17. Evaluation of Two Communicative Response Modalities During Functional Communication Intervention for a Young Child with Autism and Self-Injurious Behavior.
Area: AUT; Domain: Applied Research
STACY E. DANOV (University of Minnesota), Ellie C. Hartman (University of Minnesota), Jennifer J. McComas (University of Minnesota), Frank J. Symons (University of Minnesota)
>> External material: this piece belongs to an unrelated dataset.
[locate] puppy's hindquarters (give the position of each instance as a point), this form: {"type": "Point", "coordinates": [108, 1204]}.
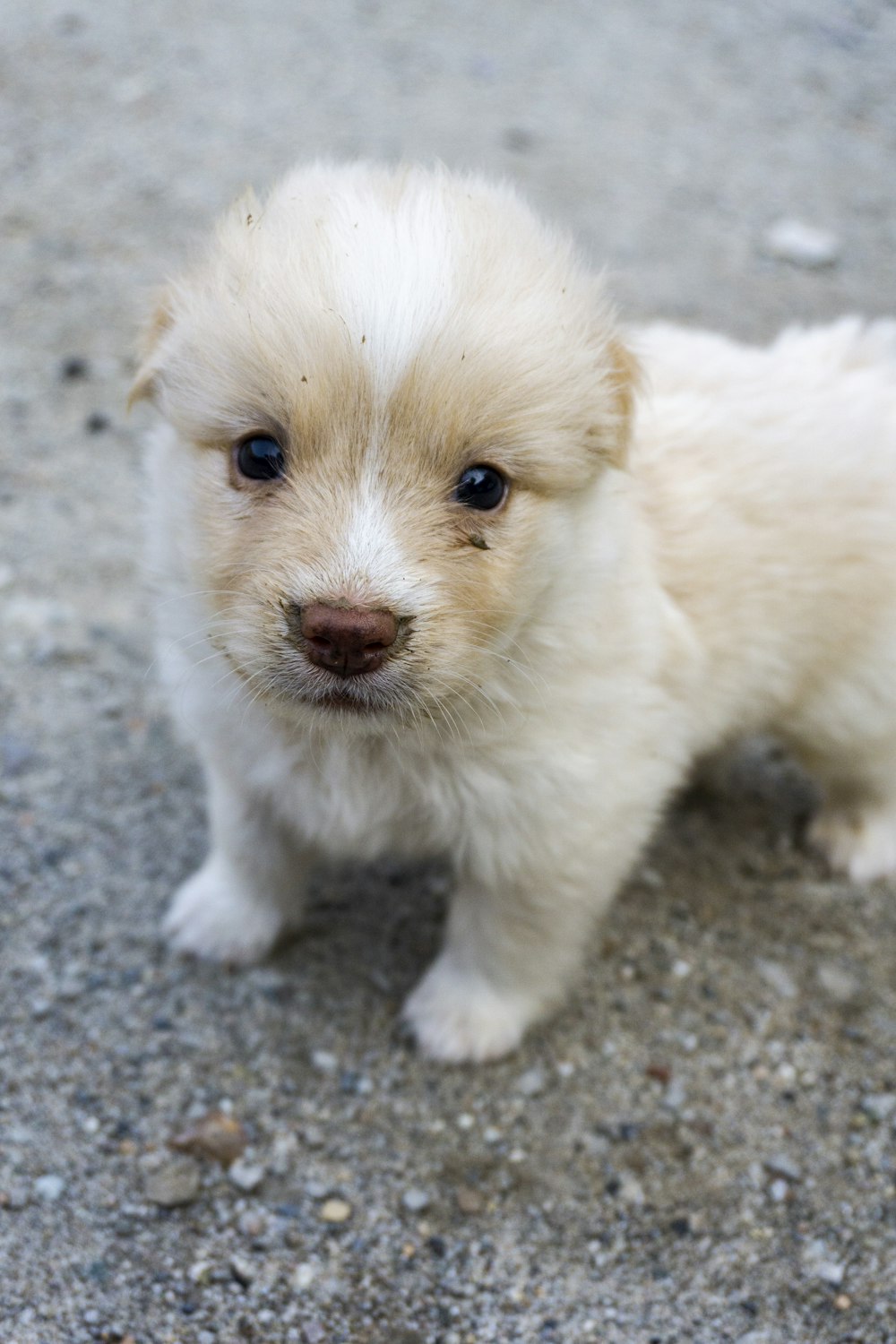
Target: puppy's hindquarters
{"type": "Point", "coordinates": [847, 738]}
Abstract: Severe problem behavior among children with autism is common and may interfere with communicative development. Identifying the function of the problem behavior can lead to appropriate function-matched targeted intervention that are often communication based. When the child has two or more possible communicative response modalities already in their repertoire, no clear guidelines exist for selecting the appropriate form of communicative response. In this single case demonstration, two existing communication modalities were directly compared following a functional analysis of a 3-year-old boy with autism. The results of the functional analysis indicated self-injurious behavior was maintained by positive reinforcement. Two forms of communicative responding (verbal speech and picture cards) were evaluated during subsequent functional communication training. Findings indicated SIB was eliminated during sessions and mands producing the functional reinforcer were observed in all picture card sessions. Overall, the results showed the effectiveness of a picture versus a verbal response modality for this child to request preferred items as a way to compete with and functionally replace self-injury. Self-injury never occurred during the picture sessions, however, verbal sessions were not associated with any independent requests. Interobserver agreement was calculated for approximately 25% of the session with a mean IOA of 95.8%.
18. Using Structural Analyses to Identify the Influence of Competing Stimuli.
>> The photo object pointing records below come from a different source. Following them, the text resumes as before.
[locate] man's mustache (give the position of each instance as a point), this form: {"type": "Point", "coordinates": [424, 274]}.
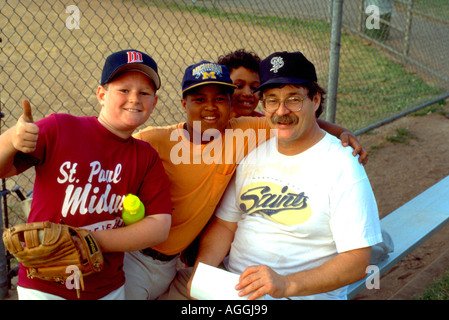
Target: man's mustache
{"type": "Point", "coordinates": [285, 119]}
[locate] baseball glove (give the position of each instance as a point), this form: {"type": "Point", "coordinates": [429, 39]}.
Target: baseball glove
{"type": "Point", "coordinates": [47, 249]}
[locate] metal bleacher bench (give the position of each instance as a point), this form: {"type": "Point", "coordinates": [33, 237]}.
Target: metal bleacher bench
{"type": "Point", "coordinates": [410, 225]}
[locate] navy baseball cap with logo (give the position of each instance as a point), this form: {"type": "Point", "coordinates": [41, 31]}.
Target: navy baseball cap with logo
{"type": "Point", "coordinates": [130, 60]}
{"type": "Point", "coordinates": [282, 68]}
{"type": "Point", "coordinates": [206, 72]}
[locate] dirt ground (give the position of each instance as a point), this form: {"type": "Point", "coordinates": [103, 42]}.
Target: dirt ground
{"type": "Point", "coordinates": [399, 171]}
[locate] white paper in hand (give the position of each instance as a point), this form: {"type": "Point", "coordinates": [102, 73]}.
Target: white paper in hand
{"type": "Point", "coordinates": [210, 283]}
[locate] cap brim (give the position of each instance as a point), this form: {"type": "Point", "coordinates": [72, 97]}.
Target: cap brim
{"type": "Point", "coordinates": [146, 70]}
{"type": "Point", "coordinates": [209, 82]}
{"type": "Point", "coordinates": [280, 81]}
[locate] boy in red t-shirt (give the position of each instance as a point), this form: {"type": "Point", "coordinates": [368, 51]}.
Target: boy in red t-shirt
{"type": "Point", "coordinates": [85, 166]}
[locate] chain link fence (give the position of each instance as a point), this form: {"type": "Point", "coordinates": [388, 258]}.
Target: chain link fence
{"type": "Point", "coordinates": [52, 52]}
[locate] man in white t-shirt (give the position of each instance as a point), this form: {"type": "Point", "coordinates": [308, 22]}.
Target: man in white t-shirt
{"type": "Point", "coordinates": [299, 217]}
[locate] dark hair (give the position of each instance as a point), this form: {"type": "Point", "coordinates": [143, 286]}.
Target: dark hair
{"type": "Point", "coordinates": [240, 58]}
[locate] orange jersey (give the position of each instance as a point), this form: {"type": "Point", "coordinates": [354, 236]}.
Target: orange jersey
{"type": "Point", "coordinates": [200, 173]}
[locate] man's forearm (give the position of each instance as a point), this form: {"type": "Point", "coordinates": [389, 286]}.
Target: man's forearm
{"type": "Point", "coordinates": [215, 243]}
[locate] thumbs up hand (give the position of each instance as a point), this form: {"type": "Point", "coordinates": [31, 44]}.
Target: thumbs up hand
{"type": "Point", "coordinates": [26, 132]}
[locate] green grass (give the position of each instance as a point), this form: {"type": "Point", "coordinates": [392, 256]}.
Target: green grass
{"type": "Point", "coordinates": [402, 136]}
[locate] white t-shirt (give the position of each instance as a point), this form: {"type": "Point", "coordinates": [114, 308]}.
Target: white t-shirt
{"type": "Point", "coordinates": [296, 212]}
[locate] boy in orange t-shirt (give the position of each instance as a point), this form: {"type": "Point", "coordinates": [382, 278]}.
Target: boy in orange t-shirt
{"type": "Point", "coordinates": [199, 157]}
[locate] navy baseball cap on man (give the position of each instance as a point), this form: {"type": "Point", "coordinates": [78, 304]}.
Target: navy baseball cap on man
{"type": "Point", "coordinates": [281, 68]}
{"type": "Point", "coordinates": [206, 72]}
{"type": "Point", "coordinates": [130, 60]}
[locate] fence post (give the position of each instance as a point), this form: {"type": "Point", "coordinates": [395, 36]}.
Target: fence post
{"type": "Point", "coordinates": [407, 30]}
{"type": "Point", "coordinates": [337, 13]}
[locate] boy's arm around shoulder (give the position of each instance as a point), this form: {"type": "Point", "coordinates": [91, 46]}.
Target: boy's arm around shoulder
{"type": "Point", "coordinates": [347, 139]}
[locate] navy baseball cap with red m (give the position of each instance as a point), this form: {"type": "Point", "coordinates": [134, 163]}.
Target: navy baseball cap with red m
{"type": "Point", "coordinates": [281, 68]}
{"type": "Point", "coordinates": [130, 60]}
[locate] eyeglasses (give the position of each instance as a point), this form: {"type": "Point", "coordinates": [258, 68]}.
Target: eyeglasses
{"type": "Point", "coordinates": [293, 104]}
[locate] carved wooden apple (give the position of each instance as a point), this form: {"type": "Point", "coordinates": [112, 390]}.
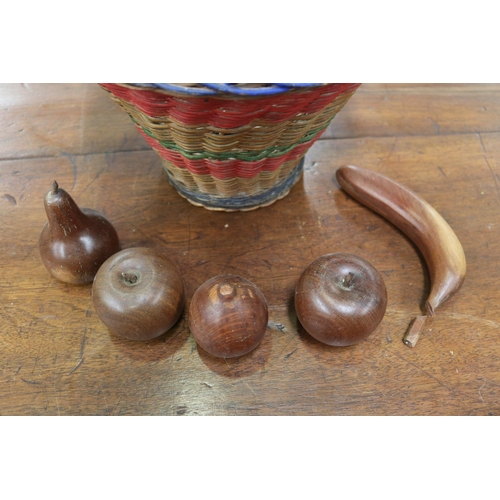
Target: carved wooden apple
{"type": "Point", "coordinates": [228, 316]}
{"type": "Point", "coordinates": [340, 299]}
{"type": "Point", "coordinates": [138, 293]}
Area: AUT; Domain: Applied Research
ERIC FRANTINO (City University of New York Graduate Center, Johns Hopkins University), Lauren K. Schnell (Queens College, Quality Services for the Autism Community), Ronald Lee (Quality Services for the Autism Community)
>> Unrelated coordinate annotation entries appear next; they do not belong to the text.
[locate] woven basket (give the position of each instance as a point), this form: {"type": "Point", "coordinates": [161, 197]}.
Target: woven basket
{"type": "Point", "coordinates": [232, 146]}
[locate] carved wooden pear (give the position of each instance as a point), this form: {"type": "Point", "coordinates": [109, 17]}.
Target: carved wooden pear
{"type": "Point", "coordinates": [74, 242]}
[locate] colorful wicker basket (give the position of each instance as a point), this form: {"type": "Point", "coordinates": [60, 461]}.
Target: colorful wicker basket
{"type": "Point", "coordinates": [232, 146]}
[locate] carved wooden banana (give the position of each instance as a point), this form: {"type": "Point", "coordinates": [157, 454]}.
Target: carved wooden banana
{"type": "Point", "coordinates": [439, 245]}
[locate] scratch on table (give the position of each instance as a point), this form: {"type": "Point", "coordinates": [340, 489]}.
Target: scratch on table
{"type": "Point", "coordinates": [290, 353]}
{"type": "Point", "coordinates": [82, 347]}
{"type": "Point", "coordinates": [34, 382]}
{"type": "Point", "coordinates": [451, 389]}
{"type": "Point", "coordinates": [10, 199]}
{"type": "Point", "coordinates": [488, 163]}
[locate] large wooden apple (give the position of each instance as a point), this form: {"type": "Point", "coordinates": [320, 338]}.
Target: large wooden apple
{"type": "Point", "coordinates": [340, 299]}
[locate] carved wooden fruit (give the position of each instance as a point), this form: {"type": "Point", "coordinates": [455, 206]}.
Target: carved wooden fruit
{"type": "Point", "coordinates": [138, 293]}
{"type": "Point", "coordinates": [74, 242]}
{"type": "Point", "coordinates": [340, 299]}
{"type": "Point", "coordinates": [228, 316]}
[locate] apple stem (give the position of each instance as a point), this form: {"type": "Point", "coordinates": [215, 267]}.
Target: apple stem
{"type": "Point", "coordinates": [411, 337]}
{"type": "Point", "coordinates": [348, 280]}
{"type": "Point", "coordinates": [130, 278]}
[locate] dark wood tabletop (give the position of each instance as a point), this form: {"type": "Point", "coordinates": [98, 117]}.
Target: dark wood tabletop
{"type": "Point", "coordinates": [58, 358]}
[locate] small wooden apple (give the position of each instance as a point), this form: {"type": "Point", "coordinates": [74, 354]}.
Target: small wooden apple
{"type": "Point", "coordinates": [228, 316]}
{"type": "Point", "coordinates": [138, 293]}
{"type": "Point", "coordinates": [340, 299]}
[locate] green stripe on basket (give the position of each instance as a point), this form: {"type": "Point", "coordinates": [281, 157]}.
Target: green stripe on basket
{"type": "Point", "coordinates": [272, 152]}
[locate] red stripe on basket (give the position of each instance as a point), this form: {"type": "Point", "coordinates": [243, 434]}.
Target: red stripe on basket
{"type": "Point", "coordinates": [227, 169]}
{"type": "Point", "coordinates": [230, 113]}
Abstract: Functional analyses have been effective in identifying the variables that maintain problem behavior. However, the results of functional analyses are often influenced by the presence of specific antecedent stimuli. As a result, an antecedent analysis may be required to examine the effects of these stimuli. In the present study, a functional analysis of the problem behavior exhibited by 3 participants with autism was followed by a structural analysis to identify the influence of competing stimuli on the occurrence of the problem behavior. For each participant, competing stimuli were identified and incorporated into the subsequent treatment procedure. The results showed that structural analyses and the resulting identification of competing stimuli may be helpful in forming treatment procedures for problem behavior.
19. Reduction Through Recreation: Utilizing Recreation and Leisure Skills to Decrease Self-Stimulatory Behaviors in an Individual with Autism.
Area: AUT; Domain: Service Delivery
STEVEN M. NIEBLAS (Sussex Consortium - Delaware Autism Program), Edel Drevno (Sussex Consortium - Delaware Autism Program)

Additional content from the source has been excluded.